The immunity of the Government also extends to its agencies, the Department of the Interior and the National Park Service as well as the officers of these agencies. There is no statutory authority for naming the United States as a party defendant since it has nowhere given its consent to be sued under the present conditions. Therefore, there can be no relief had against the United States in the present action. Furthermore, relief can be had against the two individual named defendants only in the event that the officer is exceeding his statutory powers in holding the property claimed by the plaintiff or that his statutory powers are constitutionally void. Larson v. Domestic and Foreign Commerce Corporation, 337 U.S. 682, 69 S.
In the present case there has been no allegation of either an unconstitutional grant of authority to the named defendants or that they have exceeded the scope of their authority.
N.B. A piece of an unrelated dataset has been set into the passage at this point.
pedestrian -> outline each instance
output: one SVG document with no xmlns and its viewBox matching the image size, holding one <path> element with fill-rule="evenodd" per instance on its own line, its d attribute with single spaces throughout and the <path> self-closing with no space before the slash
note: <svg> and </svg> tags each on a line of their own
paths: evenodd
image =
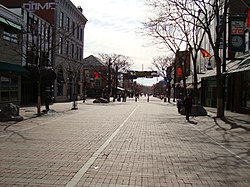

The Supreme Court in Larson, supra, 337 U.S. at 693, 69 S.Ct. at 1463 has clearly spoken to this problem when it stated,
The mere allegation that the officer, acting officially, wrongfully holds property to which the plaintiff has title does not meet that requirement. True, it establishes a wrong to the plaintiff. But it does not establish that the officer, in committing that wrong, is not exercising the powers delegated to him by the sovereign. If he is exercising such powers, the action is the sovereign’s and a suit to enjoin it may not be brought unless the sovereign has consented.
In the absence of a claim of constitutional limitation, the necessity of permitting the Government to carry out its functions unhampered by direct judicial intervention outweighs the possible disadvantage to the individual citizen being relegated to the recovery of money damages after the event. Larson, supra, at 704, 69 S.Ct. 1457. Therefore, insofar as this action seeks a declaratory judgment against the United States and its officers, the present attempt to secure an adjudication of the title to the real property in question must necessarily fail. The district courts are not empowered to give specific relief against the Government in such a situation without its consent. This does not mean that the plaintiff may not assert any legal claim which she might have for money damages against the Government under the Tucker Act provisions of 28 U.S.C. section 1346(a) (2) or section 1491 where such consent has been given. The proper forum for such an action will be either the district court or the Court of Claims depending on the jurisdictional amount which must be properly set forth in the complaint.
Accordingly, it is ordered that the motion of the defendant, the United States of America, to dismiss this action as to it and its two named officers should be and hereby is granted.